Which I, in my present state, was quite unable to do.
And once they had transformed me into a passable facsimile of King Tut’s mummy, they loaded me onto a gurney, pushed this into the back of an ambulance, hooked me up to all manner of tubes, wires, chest-drains and whatnots, and then got the driver to drive away fast with flashings and hootings and wailings. And I watched all this happening. All of it. Even though my eyes were bandaged over. I watched it from outside my body, kind of hovering above it, free of gravity, as if in a dream and unable to feel the pain that the mash-up me below was clearly suffering.
And then we hit the ER. And my gurney was rushed along corridors and bumped through double doors and then surrounded by shouting surgeons, all of them shouting at once.
And they shouted all those things that they shout in movies.
‘Give me one hundred ccs of sodium bi-pli-nick-nack, hook up the defibrillator, bring a line in on the pulse oximetrical poliscope.’
‘Hand me a phase-nine sphygmomanometer and chips.’
‘We’re losing him. We’re losing him.’
‘Charge up the defibrillator. Full power. Stand back. Stand back.’
And then wallop went that electrical shock right on through my body.
And wallop I was no longer out of my body. I was back. But then I was out again.
‘No response. Stand back, I am going to shock him again.’
I was now hovering well above my body. I was drifting, in free fall, but falling nowhere. And I could see what was going on outside the Emergency Room. I could see folk in the corridor. I could see Fangio. He had come along. Which was decent of him. Although he did keep going on to passing medics that he had something really important that he needed me to sign before I snuffed it.
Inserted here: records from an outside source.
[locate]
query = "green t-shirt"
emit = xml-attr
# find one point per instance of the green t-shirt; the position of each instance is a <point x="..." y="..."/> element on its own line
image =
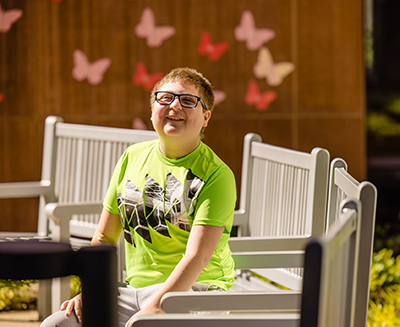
<point x="159" y="199"/>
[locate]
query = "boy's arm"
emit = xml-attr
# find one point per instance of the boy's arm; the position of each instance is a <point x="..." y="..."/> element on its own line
<point x="203" y="240"/>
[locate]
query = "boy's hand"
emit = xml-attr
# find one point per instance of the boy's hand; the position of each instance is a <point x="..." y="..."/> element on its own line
<point x="73" y="304"/>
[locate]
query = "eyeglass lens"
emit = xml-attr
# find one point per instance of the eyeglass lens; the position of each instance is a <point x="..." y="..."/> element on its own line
<point x="187" y="101"/>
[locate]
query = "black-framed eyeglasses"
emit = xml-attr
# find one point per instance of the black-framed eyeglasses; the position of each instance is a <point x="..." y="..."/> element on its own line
<point x="186" y="100"/>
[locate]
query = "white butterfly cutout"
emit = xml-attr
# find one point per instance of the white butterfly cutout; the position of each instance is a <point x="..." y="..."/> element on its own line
<point x="8" y="17"/>
<point x="92" y="71"/>
<point x="154" y="35"/>
<point x="255" y="37"/>
<point x="274" y="73"/>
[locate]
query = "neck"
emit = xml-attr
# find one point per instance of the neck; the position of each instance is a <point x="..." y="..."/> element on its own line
<point x="177" y="150"/>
And there was someone else I knew. Although now this someone was truly a face from the past. It was Mr Ishmael. And he was remonstrating with medics, demanding that they save my life. That was nice of him.
Then wallop again.
And again I was back in my body.
‘We’re getting something,’ I heard someone say, not too far from my ear. ‘I’ve got a heartbeat, or something.’
And I was back in my body and I stayed.
And they said it was a miracle. But also that I’d never walk again. Nor speak, nor do anything much, really, other than impersonate a vegetable. And I lay there, saying nothing, doing nothing, but hearing everything.
And feeling it, too.
All those operations they did with the minimum or no anaesthetic, because, after all, I was in a coma, so what was I likely to feel?
Well, everything, really!
The cuttings, the probings, the sewings-up. The knittings together of bones. But I lay there saying nothing, doing nothing, unable to move, or to speak, just being.
As tick tock tick tock, my life went ticking by. And then all feeling left me.
One day the members of The Sumerian Kynges came to pay me a visit and sing me a song. The only member from the days when I’d had some involvement was Andy. And I could see him, even though my eyes were closed, as I seemed to be developing some very strange abilities within my vegetative state. Andy looked well; he looked older, of course, but he still had his hair and he still wore that hair in the ever-stylish mullet.